One of the most common requests I get from engineers is for a comparison of voltage-feedback op amps and current-feedback op amps. It is impossible to determine which one better suits a given application without explaining how each op amp functions. Here, I tackle the voltage-feedback op amp (Figure 1).

Precision and CMR (common-mode rejection) are the voltage-feedback op amp's strong points, but its slew rate and frequency performance are subpar compared with those of a current-feedback op amp.
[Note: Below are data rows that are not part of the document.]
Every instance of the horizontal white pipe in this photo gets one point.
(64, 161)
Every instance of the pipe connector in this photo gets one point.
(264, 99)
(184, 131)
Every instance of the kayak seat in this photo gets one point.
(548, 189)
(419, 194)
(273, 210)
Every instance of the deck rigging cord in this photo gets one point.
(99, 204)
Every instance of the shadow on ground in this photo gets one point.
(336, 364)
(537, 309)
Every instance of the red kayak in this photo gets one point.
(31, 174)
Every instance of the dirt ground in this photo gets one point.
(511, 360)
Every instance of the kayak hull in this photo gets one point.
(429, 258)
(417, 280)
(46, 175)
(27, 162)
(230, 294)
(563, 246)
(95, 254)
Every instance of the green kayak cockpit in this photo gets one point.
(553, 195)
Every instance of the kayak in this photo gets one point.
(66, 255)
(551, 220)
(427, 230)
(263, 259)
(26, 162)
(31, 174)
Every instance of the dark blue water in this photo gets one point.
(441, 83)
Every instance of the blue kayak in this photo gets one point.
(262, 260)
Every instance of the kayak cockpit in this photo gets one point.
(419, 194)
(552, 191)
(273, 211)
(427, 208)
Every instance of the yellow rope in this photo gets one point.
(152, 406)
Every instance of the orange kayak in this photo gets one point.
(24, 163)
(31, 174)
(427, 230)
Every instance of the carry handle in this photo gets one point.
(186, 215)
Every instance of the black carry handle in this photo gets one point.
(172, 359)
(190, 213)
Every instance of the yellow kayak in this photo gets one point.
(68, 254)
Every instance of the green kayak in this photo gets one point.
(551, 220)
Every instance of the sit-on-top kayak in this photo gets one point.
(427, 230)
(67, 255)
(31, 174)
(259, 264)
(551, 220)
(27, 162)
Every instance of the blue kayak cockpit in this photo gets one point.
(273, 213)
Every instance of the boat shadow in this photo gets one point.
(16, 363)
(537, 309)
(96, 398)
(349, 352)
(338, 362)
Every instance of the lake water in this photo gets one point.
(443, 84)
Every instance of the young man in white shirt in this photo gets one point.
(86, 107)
In Figure 1, the long-tailed pair, Q₁-Q₂, and the current source, I, form the input stage of the voltage-feedback op amp. Perfect matching of Q₁ and Q₂ causes equal collector currents when the base voltages are equal. Another way to appreciate this matching is to realize that grounding the base of Q₁ effectively puts the base of Q₂ at ground because the voltage drops are equal. The semiconductor process matches the input transistors the best it can. When that matching is inadequate, the manufacturer employs other means of making the transistors appear matched, such as trimming deposited resistors or blowing links.
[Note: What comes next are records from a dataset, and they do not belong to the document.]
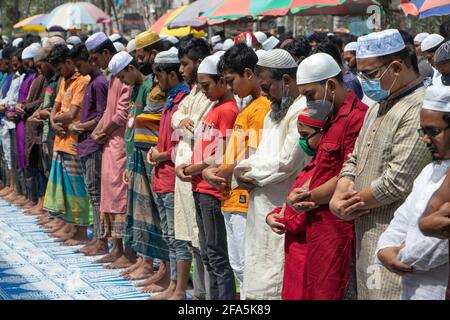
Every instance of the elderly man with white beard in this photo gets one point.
(270, 173)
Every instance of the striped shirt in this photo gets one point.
(388, 157)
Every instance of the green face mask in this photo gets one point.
(303, 142)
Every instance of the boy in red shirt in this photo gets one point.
(217, 125)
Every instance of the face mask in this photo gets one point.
(372, 88)
(304, 144)
(322, 104)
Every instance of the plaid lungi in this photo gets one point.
(143, 232)
(66, 196)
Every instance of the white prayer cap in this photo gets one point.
(73, 40)
(218, 47)
(432, 41)
(17, 42)
(172, 39)
(270, 43)
(95, 40)
(318, 67)
(437, 98)
(351, 46)
(378, 44)
(277, 59)
(131, 46)
(119, 61)
(216, 39)
(119, 46)
(30, 51)
(421, 36)
(210, 63)
(169, 56)
(260, 36)
(114, 37)
(228, 44)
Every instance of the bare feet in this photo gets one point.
(154, 278)
(133, 267)
(144, 271)
(122, 262)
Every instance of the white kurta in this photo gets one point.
(426, 255)
(275, 165)
(195, 106)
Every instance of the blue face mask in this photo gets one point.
(372, 88)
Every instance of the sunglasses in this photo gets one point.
(431, 132)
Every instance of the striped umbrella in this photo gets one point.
(429, 8)
(318, 7)
(74, 14)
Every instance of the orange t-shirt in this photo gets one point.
(70, 93)
(246, 134)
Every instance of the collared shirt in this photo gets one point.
(428, 256)
(70, 93)
(94, 105)
(388, 156)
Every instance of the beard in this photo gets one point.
(280, 108)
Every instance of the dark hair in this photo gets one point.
(446, 117)
(300, 47)
(168, 68)
(59, 54)
(237, 59)
(408, 38)
(329, 48)
(444, 29)
(407, 55)
(106, 45)
(158, 46)
(194, 49)
(8, 52)
(277, 74)
(79, 52)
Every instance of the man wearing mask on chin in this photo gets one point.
(330, 239)
(388, 155)
(269, 173)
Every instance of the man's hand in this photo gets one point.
(20, 108)
(125, 177)
(437, 224)
(346, 205)
(210, 176)
(187, 124)
(300, 200)
(244, 182)
(277, 227)
(180, 173)
(389, 259)
(44, 114)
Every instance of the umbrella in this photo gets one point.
(166, 19)
(190, 16)
(33, 23)
(233, 9)
(73, 14)
(429, 8)
(318, 7)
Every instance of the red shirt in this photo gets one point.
(164, 178)
(331, 239)
(218, 123)
(295, 245)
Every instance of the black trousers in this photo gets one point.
(213, 247)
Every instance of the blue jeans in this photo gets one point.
(178, 249)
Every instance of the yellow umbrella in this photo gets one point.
(160, 26)
(31, 24)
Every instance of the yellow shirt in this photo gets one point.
(70, 93)
(246, 134)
Connecting IN– to IN+ eliminates the input differential voltage; thus, the input voltage becomes common-mode. Moving the common-mode input voltage up or down 1V does not change the collector currents in Q₁ and Q₂, so the circuit rejects the common-mode voltage. The common-mode- voltage rejection is complete as long as you don't violate the collector- or emitter-current source compliance.
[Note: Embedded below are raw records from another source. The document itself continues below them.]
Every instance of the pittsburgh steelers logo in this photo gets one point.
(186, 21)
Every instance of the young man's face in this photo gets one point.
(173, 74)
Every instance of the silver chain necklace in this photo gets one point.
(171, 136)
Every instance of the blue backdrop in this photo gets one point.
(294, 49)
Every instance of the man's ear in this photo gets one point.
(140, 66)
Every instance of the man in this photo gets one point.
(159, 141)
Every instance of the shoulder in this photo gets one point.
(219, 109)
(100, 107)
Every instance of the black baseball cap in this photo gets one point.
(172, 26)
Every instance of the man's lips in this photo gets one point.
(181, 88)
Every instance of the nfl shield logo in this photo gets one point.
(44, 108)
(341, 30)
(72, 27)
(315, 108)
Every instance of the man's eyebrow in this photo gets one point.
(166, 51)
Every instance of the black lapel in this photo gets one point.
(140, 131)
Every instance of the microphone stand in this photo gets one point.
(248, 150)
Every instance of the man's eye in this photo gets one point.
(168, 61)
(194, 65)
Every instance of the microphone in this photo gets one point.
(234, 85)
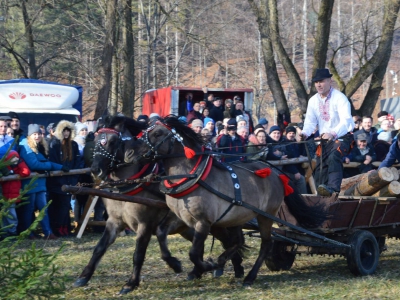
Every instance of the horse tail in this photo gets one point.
(307, 216)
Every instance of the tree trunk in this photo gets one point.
(106, 59)
(375, 86)
(284, 57)
(322, 36)
(31, 45)
(385, 44)
(128, 58)
(274, 83)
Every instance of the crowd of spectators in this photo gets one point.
(63, 148)
(225, 125)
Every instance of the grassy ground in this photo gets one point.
(317, 277)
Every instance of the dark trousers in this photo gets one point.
(329, 168)
(59, 211)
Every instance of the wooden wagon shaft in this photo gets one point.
(392, 189)
(114, 196)
(51, 174)
(349, 182)
(371, 183)
(395, 172)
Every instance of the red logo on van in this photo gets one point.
(17, 96)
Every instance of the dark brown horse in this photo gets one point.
(144, 220)
(211, 203)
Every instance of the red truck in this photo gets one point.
(165, 101)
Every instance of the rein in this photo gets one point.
(100, 150)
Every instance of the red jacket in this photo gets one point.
(11, 189)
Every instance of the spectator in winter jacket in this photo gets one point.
(229, 109)
(64, 151)
(367, 128)
(231, 143)
(11, 190)
(5, 140)
(34, 152)
(393, 155)
(194, 113)
(382, 145)
(363, 153)
(196, 125)
(258, 145)
(217, 111)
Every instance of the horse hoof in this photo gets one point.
(192, 276)
(247, 284)
(239, 273)
(175, 264)
(80, 282)
(218, 273)
(125, 291)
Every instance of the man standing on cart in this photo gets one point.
(329, 110)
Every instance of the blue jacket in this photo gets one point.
(36, 162)
(394, 153)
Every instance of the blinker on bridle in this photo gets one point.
(173, 135)
(99, 148)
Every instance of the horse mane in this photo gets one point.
(183, 130)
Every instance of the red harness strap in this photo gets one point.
(137, 175)
(195, 186)
(174, 184)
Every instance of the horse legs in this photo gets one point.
(108, 238)
(196, 252)
(143, 237)
(265, 226)
(232, 240)
(162, 232)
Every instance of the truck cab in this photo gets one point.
(40, 102)
(165, 101)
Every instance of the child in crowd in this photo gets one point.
(11, 190)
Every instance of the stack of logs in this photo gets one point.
(378, 183)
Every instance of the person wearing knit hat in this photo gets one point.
(34, 151)
(33, 128)
(363, 153)
(231, 143)
(143, 118)
(197, 125)
(16, 125)
(210, 125)
(81, 133)
(274, 128)
(64, 151)
(229, 109)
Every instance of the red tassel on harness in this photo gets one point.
(263, 172)
(287, 188)
(189, 153)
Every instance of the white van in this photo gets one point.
(40, 102)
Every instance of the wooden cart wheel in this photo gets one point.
(279, 258)
(363, 256)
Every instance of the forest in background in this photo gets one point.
(117, 49)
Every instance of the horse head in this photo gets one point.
(163, 139)
(109, 144)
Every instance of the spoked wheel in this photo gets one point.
(279, 259)
(363, 256)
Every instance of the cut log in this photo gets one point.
(349, 182)
(392, 189)
(395, 172)
(373, 182)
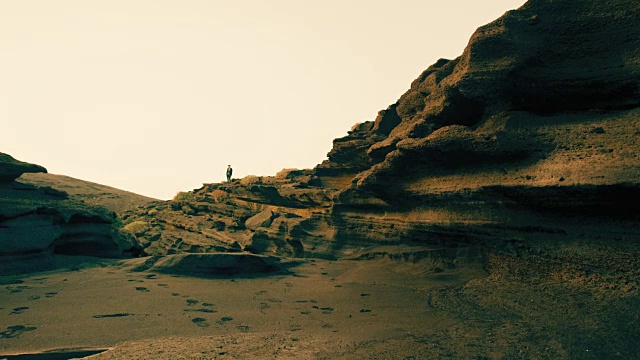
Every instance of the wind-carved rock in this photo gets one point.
(38, 223)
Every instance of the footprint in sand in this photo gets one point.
(11, 282)
(18, 288)
(224, 319)
(15, 331)
(201, 310)
(19, 310)
(111, 315)
(202, 322)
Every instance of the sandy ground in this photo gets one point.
(324, 309)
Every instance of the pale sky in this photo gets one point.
(158, 96)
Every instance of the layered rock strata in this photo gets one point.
(38, 223)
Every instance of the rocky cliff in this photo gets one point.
(537, 122)
(521, 156)
(38, 224)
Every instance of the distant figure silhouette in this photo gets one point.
(229, 172)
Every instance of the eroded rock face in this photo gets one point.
(39, 223)
(540, 104)
(11, 169)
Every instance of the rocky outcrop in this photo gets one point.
(11, 169)
(538, 116)
(39, 223)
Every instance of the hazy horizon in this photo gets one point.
(157, 97)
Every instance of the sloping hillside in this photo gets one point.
(91, 193)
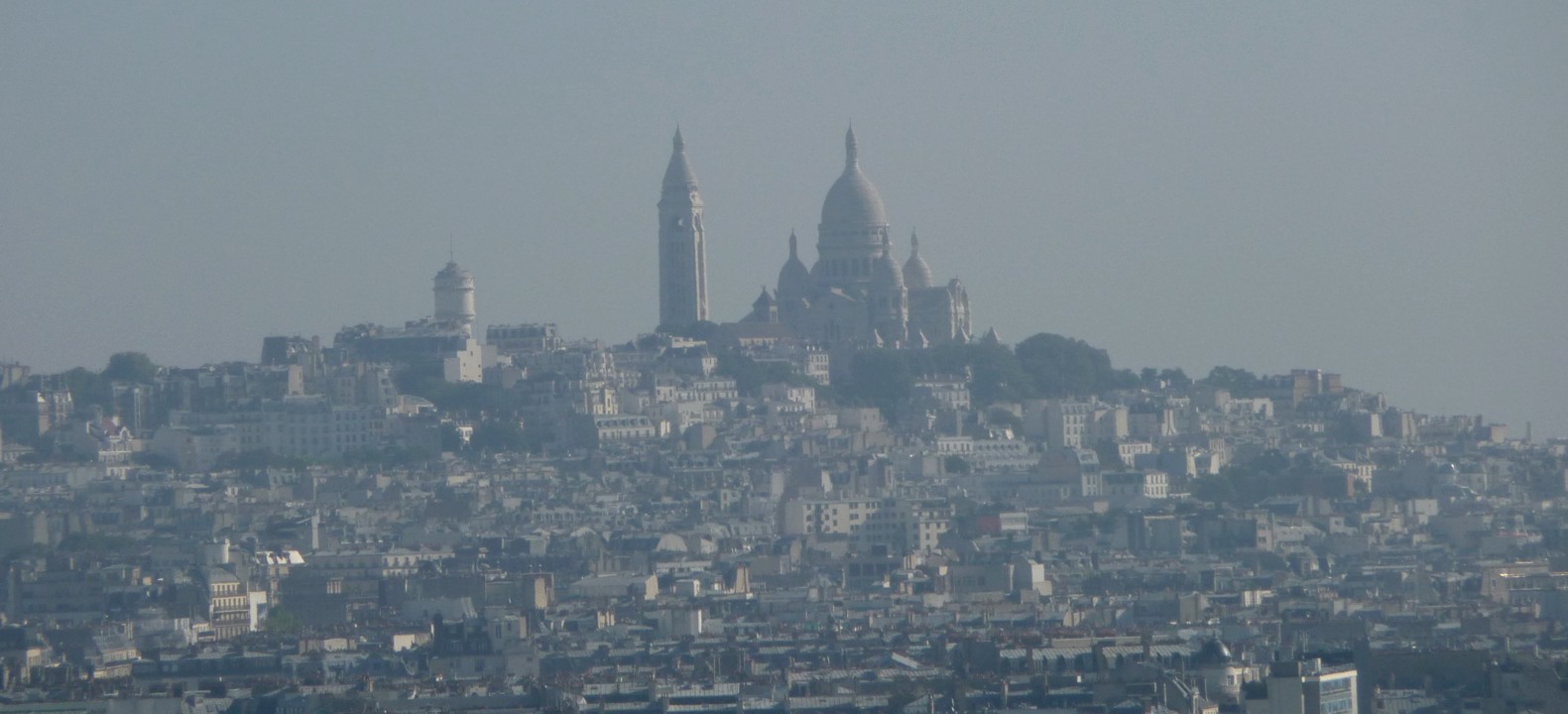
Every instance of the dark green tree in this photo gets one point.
(880, 379)
(131, 366)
Matching Q₁ and Q₂ ensures that the base-emitter voltages and current gains, β, are equal. An equal base-emitter voltage ensures that no input-offset voltage exists, and equal current gains ensure that the input currents are equal. Equal input currents eliminate the input-offset current, so you can employ external resistors to turn input current into common-mode voltage that the op amp easily rejects. The voltage-feedback op amp's precision stems from its matched input stage.

The voltage-feedback op amp is a voltage-gain device; hence, it has high-impedance nodes, such as those at the collectors of the various transistors. Coupling high-impedance nodes with the slightest stray capacitance causes early frequency roll-off and poor high-frequency performance. Furthermore, the node driving the buffer limits the circuit's slew rate. The prebuffer-stage slew-rate equation is dV/dT=I/C. The output-current source fixes I, and the junction capacitance fixes C, so the internal design of a voltage-feedback op amp limits its slew rate. This type of circuit has limited slew-rate performance unless you can design the circuit to enhance its slew-rate performance. But enhanced slew rate always comes at the costs of increased power and often decreased gain and precision.

In general, the voltage-feedback op amp has excellent precision and CMR coupled with mediocre frequency and slew-rate performance.